Did your grandma give you the family recipe for latkes?
Is there a holiday tradition you have always wanted to adopt?
For the past two years, I have planned a St. Nicholas Day celebration. This is a time to gather with friends, eat, drink, and be merry. Whether it involves food, games, or a story where a devilish looking man kidnaps the bad kids, I invite you to come and share your holiday tradition. Bring a treat to share, libations to drink, or just come with all the holiday cheer you can muster.

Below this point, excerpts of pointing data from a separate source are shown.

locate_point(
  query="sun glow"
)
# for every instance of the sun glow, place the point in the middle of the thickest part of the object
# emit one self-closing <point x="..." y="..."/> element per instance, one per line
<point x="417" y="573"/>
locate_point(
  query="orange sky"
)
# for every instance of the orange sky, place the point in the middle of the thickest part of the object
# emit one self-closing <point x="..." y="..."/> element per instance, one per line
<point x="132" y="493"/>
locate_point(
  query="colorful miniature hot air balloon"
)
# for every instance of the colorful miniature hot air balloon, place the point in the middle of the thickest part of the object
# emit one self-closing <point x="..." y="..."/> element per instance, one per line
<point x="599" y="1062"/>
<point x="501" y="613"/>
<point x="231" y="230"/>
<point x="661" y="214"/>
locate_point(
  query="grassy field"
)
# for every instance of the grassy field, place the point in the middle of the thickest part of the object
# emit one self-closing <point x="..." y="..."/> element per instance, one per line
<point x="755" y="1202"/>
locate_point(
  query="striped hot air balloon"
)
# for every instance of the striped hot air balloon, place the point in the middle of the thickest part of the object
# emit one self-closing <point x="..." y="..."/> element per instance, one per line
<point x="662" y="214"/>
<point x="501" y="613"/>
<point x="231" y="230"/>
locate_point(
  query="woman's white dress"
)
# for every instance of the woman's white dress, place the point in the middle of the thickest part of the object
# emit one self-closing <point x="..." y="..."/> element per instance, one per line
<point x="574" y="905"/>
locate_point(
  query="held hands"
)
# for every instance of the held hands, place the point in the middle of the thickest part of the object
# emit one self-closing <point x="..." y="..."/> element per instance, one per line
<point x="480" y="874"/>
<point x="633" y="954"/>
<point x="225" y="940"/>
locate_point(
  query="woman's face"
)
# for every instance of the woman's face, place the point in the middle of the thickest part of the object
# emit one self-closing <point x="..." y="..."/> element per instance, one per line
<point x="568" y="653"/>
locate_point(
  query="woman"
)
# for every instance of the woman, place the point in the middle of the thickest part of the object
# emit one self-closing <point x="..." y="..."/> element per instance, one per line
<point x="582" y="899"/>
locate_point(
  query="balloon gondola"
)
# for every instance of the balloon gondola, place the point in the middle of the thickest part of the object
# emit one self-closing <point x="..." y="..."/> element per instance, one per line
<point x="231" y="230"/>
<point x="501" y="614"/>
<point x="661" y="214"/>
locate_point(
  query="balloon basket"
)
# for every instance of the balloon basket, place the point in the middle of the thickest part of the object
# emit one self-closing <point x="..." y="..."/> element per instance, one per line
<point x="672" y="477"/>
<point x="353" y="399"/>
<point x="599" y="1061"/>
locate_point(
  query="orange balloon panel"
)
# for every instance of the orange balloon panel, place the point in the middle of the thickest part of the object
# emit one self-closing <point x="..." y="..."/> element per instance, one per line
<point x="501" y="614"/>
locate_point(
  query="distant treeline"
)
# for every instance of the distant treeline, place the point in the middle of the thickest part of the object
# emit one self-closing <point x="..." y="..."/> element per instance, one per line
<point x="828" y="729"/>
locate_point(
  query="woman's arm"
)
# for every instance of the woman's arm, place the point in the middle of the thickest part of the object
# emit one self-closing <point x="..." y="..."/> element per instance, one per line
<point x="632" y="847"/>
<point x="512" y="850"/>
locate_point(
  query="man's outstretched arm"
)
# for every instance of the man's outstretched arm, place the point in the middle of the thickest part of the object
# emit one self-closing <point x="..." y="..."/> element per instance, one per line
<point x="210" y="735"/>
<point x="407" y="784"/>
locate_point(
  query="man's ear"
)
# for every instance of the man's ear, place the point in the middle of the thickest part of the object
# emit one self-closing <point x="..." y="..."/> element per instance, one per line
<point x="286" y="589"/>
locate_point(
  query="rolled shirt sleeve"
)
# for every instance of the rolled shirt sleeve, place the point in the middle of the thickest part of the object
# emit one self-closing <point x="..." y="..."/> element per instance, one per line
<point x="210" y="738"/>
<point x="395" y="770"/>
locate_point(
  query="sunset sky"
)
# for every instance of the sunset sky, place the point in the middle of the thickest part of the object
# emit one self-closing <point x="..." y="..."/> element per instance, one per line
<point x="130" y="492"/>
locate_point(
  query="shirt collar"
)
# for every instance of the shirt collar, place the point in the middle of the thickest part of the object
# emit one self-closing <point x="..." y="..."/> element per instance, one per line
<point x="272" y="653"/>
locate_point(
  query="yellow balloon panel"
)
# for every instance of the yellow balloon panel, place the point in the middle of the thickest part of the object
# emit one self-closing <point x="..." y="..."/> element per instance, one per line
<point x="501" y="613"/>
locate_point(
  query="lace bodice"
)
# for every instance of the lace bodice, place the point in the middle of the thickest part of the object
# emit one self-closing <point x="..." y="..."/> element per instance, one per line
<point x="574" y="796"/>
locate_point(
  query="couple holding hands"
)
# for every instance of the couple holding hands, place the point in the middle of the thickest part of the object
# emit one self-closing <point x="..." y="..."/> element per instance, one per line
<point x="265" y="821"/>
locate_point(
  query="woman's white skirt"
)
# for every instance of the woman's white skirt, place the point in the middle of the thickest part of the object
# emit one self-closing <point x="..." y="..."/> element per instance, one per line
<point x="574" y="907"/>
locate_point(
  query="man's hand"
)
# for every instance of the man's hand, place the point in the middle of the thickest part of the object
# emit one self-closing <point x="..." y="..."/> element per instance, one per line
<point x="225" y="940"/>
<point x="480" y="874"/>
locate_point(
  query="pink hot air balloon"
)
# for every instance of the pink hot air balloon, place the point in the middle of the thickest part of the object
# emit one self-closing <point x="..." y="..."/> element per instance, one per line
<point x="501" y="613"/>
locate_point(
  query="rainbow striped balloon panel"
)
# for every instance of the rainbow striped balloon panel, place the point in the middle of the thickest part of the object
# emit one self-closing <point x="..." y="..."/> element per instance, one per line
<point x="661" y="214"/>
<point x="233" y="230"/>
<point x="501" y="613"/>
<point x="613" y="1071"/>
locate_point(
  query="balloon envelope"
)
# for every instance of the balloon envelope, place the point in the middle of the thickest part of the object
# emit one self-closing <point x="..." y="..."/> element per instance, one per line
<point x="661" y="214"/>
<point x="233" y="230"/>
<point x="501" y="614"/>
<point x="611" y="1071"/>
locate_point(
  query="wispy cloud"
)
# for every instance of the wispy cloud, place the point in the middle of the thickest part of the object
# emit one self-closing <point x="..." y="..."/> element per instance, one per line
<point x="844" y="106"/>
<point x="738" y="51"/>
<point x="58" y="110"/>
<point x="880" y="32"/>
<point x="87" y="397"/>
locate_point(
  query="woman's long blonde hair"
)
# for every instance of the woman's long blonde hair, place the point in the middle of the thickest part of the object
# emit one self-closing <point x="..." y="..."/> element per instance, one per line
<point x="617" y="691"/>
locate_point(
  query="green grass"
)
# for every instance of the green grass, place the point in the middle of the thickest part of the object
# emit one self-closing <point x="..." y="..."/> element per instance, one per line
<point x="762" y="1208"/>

I embrace St. Nicholas Day (Sankt Nikolaus Tag which is December 6),
and in the spirit of hiding a pickle in the Christmas tree and eating marzipan,
I hope to see you on December 13.
When I moved to Boulder, I wanted to celebrate with the family I was building out here. Sankt Nikolaus Tag was the way to welcome others into my home. That first year, we got to know each other over gluten-free cut-outs and Secret Santa. The guests, mostly graduate students in the MFA program at the Jack Kerouac School of Disembodied Poetics, took a chance and drew names from a hat. The gift was capped at $10, and if it was homemade, even better. What I received made me almost tear instantly.
I collect Peter Pan books. Given to me in December 2012,
this one was printed in 1940.
Someone was listening. I had only known these people for a few months, but they were already finding their way into my heart. The inscription inside says, "For Wendy, Because, with love from Aunt Karen 5 February 1963." Books hold a special meaning between the giver and the receiver. Used books collect memories on top of the pages of their story. In this moment, I knew celebrating Sankt Nikolaus Tag would become my tradition.
Each year I plan and bake. Each year I am in a new apartment or house. The only differences year three brought was I was unable to have the party on Sankt Nikolaus Tag (I was performing in a play) and decided that Secret Santa was too stressful. I wanted to focus on trying new recipes.
I created a master spreadsheet of all of the ingredients required to bake Stollen (German fruitcake), sugar cookies, red velvet peanut butter blossoms, and peppermint truffles. All treats gluten-free of course, the added challenges were that I have never made Stollen, I was using a new sugar cookie recipe, and I had never made peppermint truffles. I was feeling adventurous.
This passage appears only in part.